結婚式や子供の成長過程を録画したビデオを久しぶりに再生したら、画像が乱れて見ることができなかった―。ビデオテープを長い間保存しておくと、このような事態に出くわす機械が少なくない。

原因はビデオテープに発生したカビ。日本ビデオ映像保存研究所(東京都渋谷区、井古田秀代表)は、昨年10月、ビデオテープに付着したカビを除去するクリーニングサービスを開始、好評を得ているという。

同社は独自に開発したクリーニング装置を使ってカビを除去している。装置の中にビデオテープを入れると、洗浄液を含んだ綿がカビやホコリを拭き取り、その後、自動的に風が吹き出してテープを乾かす。

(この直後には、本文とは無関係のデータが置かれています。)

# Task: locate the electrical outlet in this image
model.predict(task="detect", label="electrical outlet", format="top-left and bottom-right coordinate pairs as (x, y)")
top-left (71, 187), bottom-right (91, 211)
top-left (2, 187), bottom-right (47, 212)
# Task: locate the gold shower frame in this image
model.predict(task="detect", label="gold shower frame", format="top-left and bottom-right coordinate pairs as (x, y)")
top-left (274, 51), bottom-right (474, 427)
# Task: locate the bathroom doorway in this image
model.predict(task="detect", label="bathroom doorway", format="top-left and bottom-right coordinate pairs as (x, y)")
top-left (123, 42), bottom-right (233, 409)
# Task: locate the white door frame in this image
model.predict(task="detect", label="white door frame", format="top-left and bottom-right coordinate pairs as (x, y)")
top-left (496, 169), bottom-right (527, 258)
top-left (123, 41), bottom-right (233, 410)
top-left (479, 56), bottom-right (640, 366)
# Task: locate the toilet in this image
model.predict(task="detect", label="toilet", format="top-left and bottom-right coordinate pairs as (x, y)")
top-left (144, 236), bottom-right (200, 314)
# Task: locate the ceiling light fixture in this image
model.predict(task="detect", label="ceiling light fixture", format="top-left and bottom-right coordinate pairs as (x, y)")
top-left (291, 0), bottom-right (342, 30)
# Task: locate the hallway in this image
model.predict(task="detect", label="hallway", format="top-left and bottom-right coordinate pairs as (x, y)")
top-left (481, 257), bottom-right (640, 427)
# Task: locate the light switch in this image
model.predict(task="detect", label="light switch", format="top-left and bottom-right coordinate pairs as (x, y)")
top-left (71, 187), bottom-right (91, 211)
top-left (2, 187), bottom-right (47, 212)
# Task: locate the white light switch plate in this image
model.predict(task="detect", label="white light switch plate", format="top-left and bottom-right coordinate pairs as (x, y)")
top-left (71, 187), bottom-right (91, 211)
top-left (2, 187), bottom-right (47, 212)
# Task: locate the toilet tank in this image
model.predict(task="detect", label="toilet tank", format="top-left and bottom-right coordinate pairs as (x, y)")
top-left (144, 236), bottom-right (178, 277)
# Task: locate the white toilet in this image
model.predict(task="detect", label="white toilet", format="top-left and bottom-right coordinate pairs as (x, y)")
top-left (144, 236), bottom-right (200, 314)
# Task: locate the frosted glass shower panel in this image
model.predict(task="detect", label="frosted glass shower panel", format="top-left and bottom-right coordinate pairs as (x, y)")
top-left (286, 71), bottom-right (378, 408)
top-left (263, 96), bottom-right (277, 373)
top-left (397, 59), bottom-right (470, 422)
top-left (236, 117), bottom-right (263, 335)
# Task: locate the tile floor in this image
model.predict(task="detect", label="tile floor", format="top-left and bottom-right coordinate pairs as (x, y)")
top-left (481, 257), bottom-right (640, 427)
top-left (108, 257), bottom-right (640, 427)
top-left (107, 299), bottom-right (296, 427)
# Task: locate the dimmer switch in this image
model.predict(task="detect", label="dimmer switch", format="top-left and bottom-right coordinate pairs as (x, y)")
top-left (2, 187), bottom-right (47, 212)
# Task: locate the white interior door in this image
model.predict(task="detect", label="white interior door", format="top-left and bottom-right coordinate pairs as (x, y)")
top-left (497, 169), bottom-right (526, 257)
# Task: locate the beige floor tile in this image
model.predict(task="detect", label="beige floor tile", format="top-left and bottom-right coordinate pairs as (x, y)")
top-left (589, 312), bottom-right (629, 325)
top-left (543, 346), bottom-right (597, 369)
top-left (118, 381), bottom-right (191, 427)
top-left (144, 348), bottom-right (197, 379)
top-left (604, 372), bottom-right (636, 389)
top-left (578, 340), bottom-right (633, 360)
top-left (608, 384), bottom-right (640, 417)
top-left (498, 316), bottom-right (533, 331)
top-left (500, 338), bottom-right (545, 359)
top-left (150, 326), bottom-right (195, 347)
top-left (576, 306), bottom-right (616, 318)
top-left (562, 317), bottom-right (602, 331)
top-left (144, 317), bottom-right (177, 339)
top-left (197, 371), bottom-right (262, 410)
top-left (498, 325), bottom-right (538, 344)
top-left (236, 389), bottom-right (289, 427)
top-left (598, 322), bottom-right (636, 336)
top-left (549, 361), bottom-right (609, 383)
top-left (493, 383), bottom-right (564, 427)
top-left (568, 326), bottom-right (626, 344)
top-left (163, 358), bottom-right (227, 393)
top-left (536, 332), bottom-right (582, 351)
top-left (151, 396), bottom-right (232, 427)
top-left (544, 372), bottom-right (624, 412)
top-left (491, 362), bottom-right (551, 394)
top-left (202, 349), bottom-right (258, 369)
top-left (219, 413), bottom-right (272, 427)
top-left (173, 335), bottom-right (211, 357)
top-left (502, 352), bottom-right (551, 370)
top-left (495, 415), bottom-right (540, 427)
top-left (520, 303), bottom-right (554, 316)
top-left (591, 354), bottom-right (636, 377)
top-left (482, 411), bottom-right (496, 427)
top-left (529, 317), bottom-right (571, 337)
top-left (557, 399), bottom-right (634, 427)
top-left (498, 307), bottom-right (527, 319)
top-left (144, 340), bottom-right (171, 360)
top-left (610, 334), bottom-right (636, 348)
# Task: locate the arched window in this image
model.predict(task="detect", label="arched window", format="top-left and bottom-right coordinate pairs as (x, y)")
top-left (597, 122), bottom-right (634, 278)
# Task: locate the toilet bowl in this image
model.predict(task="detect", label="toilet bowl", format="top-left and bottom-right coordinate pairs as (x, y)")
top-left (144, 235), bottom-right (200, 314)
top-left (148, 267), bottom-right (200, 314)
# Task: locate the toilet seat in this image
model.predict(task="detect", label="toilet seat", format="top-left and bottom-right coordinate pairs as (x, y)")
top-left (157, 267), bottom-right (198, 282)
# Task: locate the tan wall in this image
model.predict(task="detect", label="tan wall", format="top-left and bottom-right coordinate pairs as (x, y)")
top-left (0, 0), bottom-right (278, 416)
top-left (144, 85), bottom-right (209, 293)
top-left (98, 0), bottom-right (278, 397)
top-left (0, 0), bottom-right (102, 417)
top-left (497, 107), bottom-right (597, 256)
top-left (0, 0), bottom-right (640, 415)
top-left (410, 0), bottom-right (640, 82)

クリーニング後は、コーティング剤を塗り、カビの再発生を防ぐ。料金は60分用テープで2,500円、90分用で4,000円だ。必要に応じて、クリーニングしたテープのダビングや切れたテープの補修作業も請け負う。

井古田代表は、「カビが原因で、大切なビデオテープが再生できなくなり、修理してくれるところを探し回った。しかし、対応してくれる業者は見つからず、途方に暮れた」と振り返る。「このような問題で困っている人はいるはず」と判断した井古田代表は、思い切って自分で事業化した。徐々に口コミで評判となり、全国各地から注文が来るようになったという。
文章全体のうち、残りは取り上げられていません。